La imparable consagración de la mentira
El acto de invocar un principio elevado para denunciar y condenar los posibles abusos del Gobierno mexicano no tiene un automático valor probatorio. Y sí, es cierto, la matanza de los estudiantes de Ayotzinapa fue un suceso espantoso. Pero, por favor, eso no convierte a Enrique Peña en un genocida, así sea que sus furiosos detractores soliciten el aval de organizaciones de derechos humanos, así sea que arguyan que “fue el Estado” y así sea que promuevan la especie de que los ciudadanos de este país conllevamos las durezas de un régimen represor en vez de dedicarse, ellos mismos, a proclamar, entre otras cosas, que el señor Abarca es, ahí sí, un canalla y un asesino, y a señalar, con la honradez que se espera de quienes en verdad desean un mejor futuro para México, la diferencia que hay entre el hecho de que la policía municipal de Iguala haya sido infiltrada por organizaciones criminales y la abominable realidad de esos otros sistemas auténticamente dictatoriales que, a lo largo de la historia, han exterminado de manera deliberada a sus opositores.

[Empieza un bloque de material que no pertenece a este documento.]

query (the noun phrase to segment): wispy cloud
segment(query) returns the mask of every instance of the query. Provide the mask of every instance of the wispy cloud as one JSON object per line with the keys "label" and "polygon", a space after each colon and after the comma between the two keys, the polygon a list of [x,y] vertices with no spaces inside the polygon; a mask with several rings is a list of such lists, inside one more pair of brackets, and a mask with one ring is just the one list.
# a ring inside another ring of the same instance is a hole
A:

Hay algo más: el denunciante, cobijado bajo el estandarte de una causa justa, se arroga de inmediato prerrogativas excepcionales: se siente con todo el derecho a bloquear avenidas, carreteras, vías de ferrocarril y accesos a los aeropuertos, jodiéndole la existencia a cientos de miles de otros ciudadanos que no tienen que ver nada con el asunto y que, encima, no son en lo absoluto representantes del “poder” ni ejecutores directos de alguna conjura contra el “pueblo bueno” sino simples trabajadores, empleados y comerciantes —gente de bien, o sea— cuyas garantías, miren ustedes, no están siendo entonces pisoteadas por Peña Nieto y los suyos sino… ¡por quienes se han adjudicado, a la torera, el papel de heraldos de la justicia social, la igualdad y los “derechos humanos”!
Esta abusiva apropiación de nobilísimos preceptos perpetrada por minorías que persiguen meramente la obtención de cuotas de poder y la explotación de oscuros intereses es una de las más perniciosas plagas que afrontamos como sociedad: los vociferantes agitadores siembran confusión y atizan añejos resentimientos pero, sobre todo, propalan mentiras sin el menor escrúpulo. Es lo último que necesita nuestra incipiente democracia, señoras y señores.